Люди изучают такие вещи как география и метеорология не только потому, что стоят на одной и промокают от другой. Эти предметы не совсем похожи на настоящие науки.[2] Но география - это всего лишь то, что изучают физики, ну может, еще несколько деревьев торчат из нее, а метеорология наполнена восхитительным и захватывающим хаосом, да и вообще очень сложна. Лето - это не только время. Это еще и место. Лето это двигающееся существо и уходит на юг для зимовки.
Даже на Диске Мира, с крошечным солнцем вращающемся по орбите вокруг крутящегося мира, времена года сменяются. В Анх-Морпорке, в величайшем из городов, Лето отпихнуло Весну, и в свою очередь получила толчок в спину от Осени.

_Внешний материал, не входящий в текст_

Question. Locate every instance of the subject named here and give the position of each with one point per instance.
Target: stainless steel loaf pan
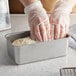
(35, 52)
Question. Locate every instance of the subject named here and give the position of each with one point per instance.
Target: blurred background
(17, 8)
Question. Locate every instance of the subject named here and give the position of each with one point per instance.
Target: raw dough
(22, 41)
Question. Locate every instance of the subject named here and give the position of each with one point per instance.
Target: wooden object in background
(16, 7)
(49, 5)
(74, 10)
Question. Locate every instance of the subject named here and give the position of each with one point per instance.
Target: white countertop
(44, 68)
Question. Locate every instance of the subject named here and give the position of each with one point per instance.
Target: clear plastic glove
(60, 20)
(38, 21)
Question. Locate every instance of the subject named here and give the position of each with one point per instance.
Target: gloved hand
(60, 20)
(38, 21)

Говоря географически, в самом городе не чувствовалось никакой разницы, хотя поздней весной пена на реке часто становилась приятного изумрудно-зеленого цвета. Туманы весны переходили в туманы осени, которые смешивались с дымом и копотью от магических кварталов и мастерских алхимиков, до тех пор, пока не становится похоже, что они ожили своей плотной и душной жизнью.
А время продолжало идти вперед.
Осенний туман наседал на полуночные оконные стекла.

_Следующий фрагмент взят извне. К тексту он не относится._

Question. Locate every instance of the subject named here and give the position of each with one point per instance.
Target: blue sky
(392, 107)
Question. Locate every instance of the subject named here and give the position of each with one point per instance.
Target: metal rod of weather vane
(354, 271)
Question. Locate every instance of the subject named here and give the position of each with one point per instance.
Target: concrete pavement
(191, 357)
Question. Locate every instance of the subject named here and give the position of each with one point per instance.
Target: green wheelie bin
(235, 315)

Кровь текла струйкой на разорванные страницы редких книг с религиозными размышлениями.
"Так нельзя", - подумал отец Тубелчек.
Следующая мысль была, что его тоже не надо было бить. Но отец Тубелчек никогда не заострял внимания на подобного рода вещах. Люди излечиваются, а книги никогда. Он протянул трясущуюся руку и попытался собрать страницы, но снова опрокинулся назад.
Комната вращалась.
Дверь распахнулась. По полу заскрипели тяжелые шаги, один шаг, по меньшей мере, и потом шум от волочения.
Шаг. Волочение. Шаг. Волочение.
Отец Тубелчек попытался сфокусировать взгляд. - Ты? - прохрипел он.
Кивок.
- Собери... все... книги.
Старый священник смотрел, как плохо приспособленные для такой работы пальцы собирают книги и аккуратно укладывают их в стопки.
Вошедший подобрал из обломков писчее перо, что-то аккуратно написал на кусочке бумаги, затем скатал его и осторожно всунул его между губ отца Тубелчека.
Умирающий священник попытался улыбнуться.
- С нами это не срабатывает, - прошептал он, маленький цилиндр у него во рту раскачивался как последняя сигарета. - Мы... делаем... нашу... ж...
Преклоненная фигура некоторое время внимательно наблюдала за ним, а затем, очень осторожно, медленно наклонилась и закрыла глаза священника.
Коммандер Сэр Самуэль Ваймз, Городской Страж Анх-Морпорка, нахмурился своему отражению в окне и начал бриться.
Бритва - это меч свободы. Бритье - это акт мятежа.
В эти дни кто-то готовил ему ванную (каждый день! -никогда бы не подумал, что человеческая кожа может вынести такое к ней отношение). И кто-то раскладывал ему одежду (и какую одежду!). Кто-то готовил ему еду (и какую еду! - он набирал вес, он знал это).